Depresión
A lo largo de la vida experimentamos episodios de tristeza con mayor o menor frecuencia, pero pasajera. Se relaciona con sucesos concretos que, una vez resueltos, devuelven a la persona a un estado de ánimo vital y activo.
La tristeza persistente, en cambio, se caracteriza por un sentimiento de exilio de la vida, un doloroso alejamiento de todo lo que antes le daba sentido.
La apatía sustituye a las ganas de vivir, dejando al sufriente en la soledad y el aislamiento. Cualquier pensamiento se convierte en recuerdo nostálgico del pasado, que le atrapa en una sensación permanente de pérdida. El mundo, su vida, se vuelve gris.
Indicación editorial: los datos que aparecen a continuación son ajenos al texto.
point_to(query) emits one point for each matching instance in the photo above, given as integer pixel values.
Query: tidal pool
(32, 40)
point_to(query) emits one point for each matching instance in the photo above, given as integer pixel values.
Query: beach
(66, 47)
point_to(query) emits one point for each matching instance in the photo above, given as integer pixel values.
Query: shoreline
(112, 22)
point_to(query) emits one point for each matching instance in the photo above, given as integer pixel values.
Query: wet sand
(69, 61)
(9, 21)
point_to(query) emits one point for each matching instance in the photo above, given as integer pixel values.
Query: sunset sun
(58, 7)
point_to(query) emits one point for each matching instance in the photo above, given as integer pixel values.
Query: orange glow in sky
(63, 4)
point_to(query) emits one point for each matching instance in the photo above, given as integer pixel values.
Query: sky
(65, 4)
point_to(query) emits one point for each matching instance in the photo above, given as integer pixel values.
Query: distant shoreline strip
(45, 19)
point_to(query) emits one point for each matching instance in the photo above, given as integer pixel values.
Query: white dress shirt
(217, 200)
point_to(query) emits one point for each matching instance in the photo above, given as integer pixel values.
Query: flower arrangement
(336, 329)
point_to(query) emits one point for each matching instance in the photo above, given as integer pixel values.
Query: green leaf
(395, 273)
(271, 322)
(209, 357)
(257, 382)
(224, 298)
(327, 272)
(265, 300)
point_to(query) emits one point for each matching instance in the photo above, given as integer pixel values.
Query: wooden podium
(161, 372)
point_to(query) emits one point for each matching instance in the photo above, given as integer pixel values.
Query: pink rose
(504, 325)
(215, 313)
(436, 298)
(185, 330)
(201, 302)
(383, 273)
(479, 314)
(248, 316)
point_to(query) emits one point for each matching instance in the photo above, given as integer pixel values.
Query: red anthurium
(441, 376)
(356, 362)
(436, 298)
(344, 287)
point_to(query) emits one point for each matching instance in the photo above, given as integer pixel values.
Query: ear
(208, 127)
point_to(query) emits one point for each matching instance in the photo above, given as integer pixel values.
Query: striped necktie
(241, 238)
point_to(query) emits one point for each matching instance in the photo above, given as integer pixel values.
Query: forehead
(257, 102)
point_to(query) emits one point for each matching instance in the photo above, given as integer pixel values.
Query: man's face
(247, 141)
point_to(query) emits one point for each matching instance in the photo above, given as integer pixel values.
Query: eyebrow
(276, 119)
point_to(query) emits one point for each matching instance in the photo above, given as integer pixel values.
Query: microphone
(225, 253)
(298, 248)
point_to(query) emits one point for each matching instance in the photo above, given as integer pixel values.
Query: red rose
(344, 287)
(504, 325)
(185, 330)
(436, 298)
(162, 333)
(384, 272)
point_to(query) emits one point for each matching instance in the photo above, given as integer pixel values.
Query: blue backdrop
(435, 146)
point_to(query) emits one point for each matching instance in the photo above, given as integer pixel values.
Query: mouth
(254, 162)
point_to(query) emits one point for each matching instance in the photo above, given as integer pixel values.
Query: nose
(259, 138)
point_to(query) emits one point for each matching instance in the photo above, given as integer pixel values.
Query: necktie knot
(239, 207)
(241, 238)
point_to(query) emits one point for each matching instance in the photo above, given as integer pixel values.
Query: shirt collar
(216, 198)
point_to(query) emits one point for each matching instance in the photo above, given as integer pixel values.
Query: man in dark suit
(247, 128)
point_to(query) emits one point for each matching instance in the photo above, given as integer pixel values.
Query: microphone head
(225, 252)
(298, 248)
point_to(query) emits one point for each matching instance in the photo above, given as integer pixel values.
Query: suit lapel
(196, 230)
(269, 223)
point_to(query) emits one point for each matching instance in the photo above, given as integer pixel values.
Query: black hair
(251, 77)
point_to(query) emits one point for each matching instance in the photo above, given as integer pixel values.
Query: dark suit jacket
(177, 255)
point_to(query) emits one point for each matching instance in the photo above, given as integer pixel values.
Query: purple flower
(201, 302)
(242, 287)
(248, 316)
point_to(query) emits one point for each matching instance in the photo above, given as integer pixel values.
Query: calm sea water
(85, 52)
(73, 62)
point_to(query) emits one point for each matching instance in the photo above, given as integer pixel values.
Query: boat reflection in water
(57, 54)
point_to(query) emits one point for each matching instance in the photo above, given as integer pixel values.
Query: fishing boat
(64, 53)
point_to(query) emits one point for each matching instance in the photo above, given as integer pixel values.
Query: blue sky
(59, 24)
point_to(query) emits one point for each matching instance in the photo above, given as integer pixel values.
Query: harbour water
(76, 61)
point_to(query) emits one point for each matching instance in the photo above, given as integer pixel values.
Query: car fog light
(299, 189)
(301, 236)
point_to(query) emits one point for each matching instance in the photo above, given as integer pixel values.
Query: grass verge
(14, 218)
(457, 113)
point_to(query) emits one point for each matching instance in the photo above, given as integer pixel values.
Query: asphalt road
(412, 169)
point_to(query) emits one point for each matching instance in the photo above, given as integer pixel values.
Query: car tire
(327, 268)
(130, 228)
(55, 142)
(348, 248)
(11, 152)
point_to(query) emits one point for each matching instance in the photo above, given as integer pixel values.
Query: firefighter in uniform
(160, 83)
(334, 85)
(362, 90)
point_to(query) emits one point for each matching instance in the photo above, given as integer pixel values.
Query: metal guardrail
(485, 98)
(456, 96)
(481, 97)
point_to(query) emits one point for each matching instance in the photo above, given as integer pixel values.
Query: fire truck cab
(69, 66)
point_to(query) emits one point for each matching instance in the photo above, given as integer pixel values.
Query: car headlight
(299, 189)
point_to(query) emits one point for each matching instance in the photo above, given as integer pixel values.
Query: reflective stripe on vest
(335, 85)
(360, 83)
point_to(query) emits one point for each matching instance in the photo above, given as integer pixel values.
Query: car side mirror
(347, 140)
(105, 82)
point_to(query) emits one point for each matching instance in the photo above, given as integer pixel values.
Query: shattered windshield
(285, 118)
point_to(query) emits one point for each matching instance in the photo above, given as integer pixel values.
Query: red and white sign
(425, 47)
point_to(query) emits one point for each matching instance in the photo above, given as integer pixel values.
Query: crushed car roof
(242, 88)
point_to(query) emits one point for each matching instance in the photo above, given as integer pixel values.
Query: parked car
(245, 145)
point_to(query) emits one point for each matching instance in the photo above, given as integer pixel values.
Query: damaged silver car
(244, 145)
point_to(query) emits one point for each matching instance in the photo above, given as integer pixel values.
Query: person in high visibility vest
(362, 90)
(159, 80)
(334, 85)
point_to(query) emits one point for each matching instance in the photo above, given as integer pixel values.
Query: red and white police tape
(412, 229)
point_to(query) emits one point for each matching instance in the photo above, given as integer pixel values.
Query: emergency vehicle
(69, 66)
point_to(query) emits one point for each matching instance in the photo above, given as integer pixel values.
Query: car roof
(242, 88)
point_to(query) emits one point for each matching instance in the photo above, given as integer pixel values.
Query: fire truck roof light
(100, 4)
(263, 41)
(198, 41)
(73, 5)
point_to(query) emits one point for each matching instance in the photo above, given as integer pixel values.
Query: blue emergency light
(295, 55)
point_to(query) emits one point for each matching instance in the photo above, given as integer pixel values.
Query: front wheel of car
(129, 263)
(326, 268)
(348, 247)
Limitarse a tratar la tristeza poniéndole la etiqueta diagnóstica de depresión acompañada de su habitual tratamiento farmacológico la convierte en un mal a combatir que no necesita preguntas.
«Como si el malestar que anuncia una tristeza no fuese justamente
la posibilidad a una pregunta que traería una variación » (Sofía Guggiari).
El tratamiento de la tristeza busca, precisamente, una variación. Es un proceso necesariamente lento mediante una escucha atenta de lo que se repite hasta que algo, por pequeño que sea, empieza a cambiar. Las personas tristes se aferran a su tristeza, es necesario cierto coraje para empezar a hacerse preguntas.
Aceptar que el pasado ya se fue, volver a pensar en lo que se ha cedido del propio deseo sin saber cómo ni por qué.
Se trataría, en cierto modo, de un tránsito. De «no tengo ganas de vivir» a «no tengo ganas de vivir… así».